A total of 9,458 cases of crypto fraud were reported in 2021, up by 64 per cent compared to the previous year when 5,758 instances of investment scams were flagged, according to Pinsent Masons.
Despite the risks associated with trading cryptocurrencies, including market volatility, a lack of regulation and fraudsters, retail investors entered the market in their droves last year with an estimated 2.3m British households now holding crypto assets.
“The boom in cryptocurrency activity has continued to attract in fraudsters,” commented Hinesh Shah, Senior Associate Forensic Accountant and Financial Crime Investigator at Pinsent Masons.
“For many amateur investors cryptocurrencies are seen as a get rich quick scheme – which is absolutely perfect for fraudsters who prey on investors’ desires to make an abnormally outsized and speedy profit,” Shah continued.
In 2021, the total transaction value of all crypto assets topped $15.8 trillion – up 567 per cent compared to the previous year according to research firm Chainalysis.
Criminals have developed a number of sophisticated techniques to encourage investors to part with their money.
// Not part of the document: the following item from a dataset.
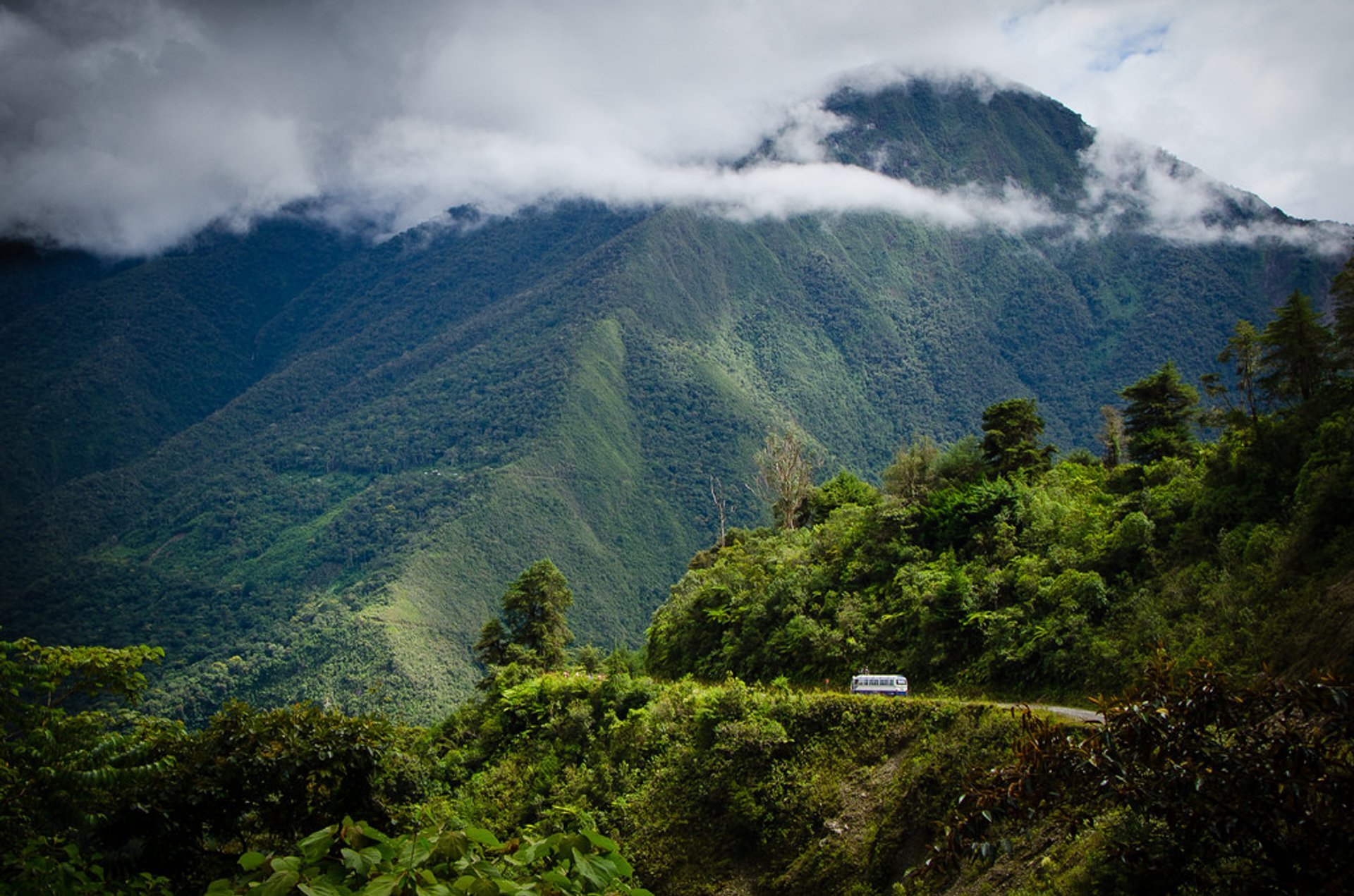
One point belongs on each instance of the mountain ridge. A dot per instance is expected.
(428, 416)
Rug Pulls are a common type of scam which involves a creator of a new digital token raising capital and then disappearing with investor funds.
Social media posts for bogus apps or websites and even romance scams which involve fraudsters targeting unsuspecting love interests on dating apps are also increasingly common.
“As long as there is active trading in unregulated crypto currencies then we can expect fraudsters to target the sector,” said Shah.
Crypto assets are not regulated by the UK’s financial watchdog creating considerable uncertainty for investors who are conned out of their money.